The effect of matrix structure on the diffusion of fluids in porous media

Abstract

The effect of matrix structure on the transport properties of adsorbed fluids is studied using computer simulations and percolation theory. The model system consists of a fluid of hard spheres diffusing in a matrix of hard spheres fixed in space. Three different arrangements of the fixed spheres, random, templated, and polymeric, are investigated. For a given matrix volume fraction the diffusion coefficient of the fluid, D, is sensitive to the manner in which the matrix is constructed, with large differences between the three types of matrices. The matrix is mapped onto an effective lattice composed of vertices and bonds using a Voronoi tessellation method where the connectivity of bonds is determined using a geometric criterion, i.e., a bond is connected if a fluid particle can pass directly between the two pores the bond connects, and disconnected otherwise.

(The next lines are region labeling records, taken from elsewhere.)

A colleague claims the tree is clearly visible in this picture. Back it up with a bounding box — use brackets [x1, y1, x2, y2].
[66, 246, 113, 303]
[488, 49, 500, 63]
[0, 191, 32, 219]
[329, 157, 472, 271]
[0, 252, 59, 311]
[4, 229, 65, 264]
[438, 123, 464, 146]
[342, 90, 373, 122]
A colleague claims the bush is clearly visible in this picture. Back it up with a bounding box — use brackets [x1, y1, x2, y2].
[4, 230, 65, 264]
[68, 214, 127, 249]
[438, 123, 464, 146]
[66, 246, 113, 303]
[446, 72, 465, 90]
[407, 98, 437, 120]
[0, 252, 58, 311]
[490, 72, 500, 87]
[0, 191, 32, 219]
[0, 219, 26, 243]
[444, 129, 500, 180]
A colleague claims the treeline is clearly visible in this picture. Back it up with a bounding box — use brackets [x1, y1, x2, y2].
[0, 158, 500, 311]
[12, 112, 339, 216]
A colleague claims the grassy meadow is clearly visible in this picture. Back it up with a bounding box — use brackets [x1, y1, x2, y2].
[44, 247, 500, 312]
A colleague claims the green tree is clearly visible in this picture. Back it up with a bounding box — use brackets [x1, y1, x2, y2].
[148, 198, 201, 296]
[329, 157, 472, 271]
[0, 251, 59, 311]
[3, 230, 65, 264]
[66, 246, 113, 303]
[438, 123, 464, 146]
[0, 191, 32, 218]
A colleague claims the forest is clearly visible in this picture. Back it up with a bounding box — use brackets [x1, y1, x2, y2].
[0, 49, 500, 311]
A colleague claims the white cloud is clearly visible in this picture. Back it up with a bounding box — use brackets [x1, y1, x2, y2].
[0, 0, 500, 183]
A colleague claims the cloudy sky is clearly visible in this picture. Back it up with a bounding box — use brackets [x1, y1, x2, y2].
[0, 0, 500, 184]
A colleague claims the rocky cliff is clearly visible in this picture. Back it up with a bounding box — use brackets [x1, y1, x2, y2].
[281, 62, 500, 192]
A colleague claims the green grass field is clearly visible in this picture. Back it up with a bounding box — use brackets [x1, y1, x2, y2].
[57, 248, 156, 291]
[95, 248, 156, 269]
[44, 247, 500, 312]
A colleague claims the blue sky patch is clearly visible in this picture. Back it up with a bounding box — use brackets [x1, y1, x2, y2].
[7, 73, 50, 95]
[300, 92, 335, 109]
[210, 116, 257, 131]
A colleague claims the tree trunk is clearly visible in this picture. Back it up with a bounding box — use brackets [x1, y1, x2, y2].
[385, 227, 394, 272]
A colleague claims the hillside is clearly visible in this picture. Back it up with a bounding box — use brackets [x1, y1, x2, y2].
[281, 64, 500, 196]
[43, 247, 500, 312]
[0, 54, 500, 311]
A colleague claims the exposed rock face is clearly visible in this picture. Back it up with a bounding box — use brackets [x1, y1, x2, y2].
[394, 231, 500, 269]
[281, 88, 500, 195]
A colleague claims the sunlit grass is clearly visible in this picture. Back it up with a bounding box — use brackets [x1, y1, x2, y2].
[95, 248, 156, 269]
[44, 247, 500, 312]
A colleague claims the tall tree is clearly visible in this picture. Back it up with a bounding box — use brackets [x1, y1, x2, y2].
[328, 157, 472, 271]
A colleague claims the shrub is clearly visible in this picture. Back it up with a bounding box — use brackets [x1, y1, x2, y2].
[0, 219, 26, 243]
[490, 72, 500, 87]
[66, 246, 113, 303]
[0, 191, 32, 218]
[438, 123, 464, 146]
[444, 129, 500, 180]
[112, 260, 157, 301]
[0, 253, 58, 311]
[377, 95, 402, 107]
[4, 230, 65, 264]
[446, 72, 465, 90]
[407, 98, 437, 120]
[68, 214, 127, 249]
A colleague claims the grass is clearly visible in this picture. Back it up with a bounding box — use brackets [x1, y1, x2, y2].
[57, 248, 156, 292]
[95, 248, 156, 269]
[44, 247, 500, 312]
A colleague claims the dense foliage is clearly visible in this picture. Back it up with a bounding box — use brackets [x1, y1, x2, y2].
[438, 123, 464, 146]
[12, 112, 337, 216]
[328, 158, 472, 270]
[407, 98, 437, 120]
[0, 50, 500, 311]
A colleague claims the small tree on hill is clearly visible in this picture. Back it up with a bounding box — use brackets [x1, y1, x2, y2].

The percolation threshold is then determined from the connectivity of the bonds. D displays universal scaling behavior in the reduced volume fraction, i.e., D approximately (1-phi(m)phi(c))(gamma), where phi(m) is the matrix volume fraction and phi(c) is the matrix volume fraction at the percolation threshold. We find that gamma approximately 2.2, independent of matrix type, which is different from the result gamma approximately 1.53 for diffusion in lattice models, but similar to that for conduction in Swiss cheese models. Lattice simulations with biased hopping probabilities are consistent with the continuous-space simulations, and this shows that the universal behavior of diffusion is sensitive to details of local dynamics.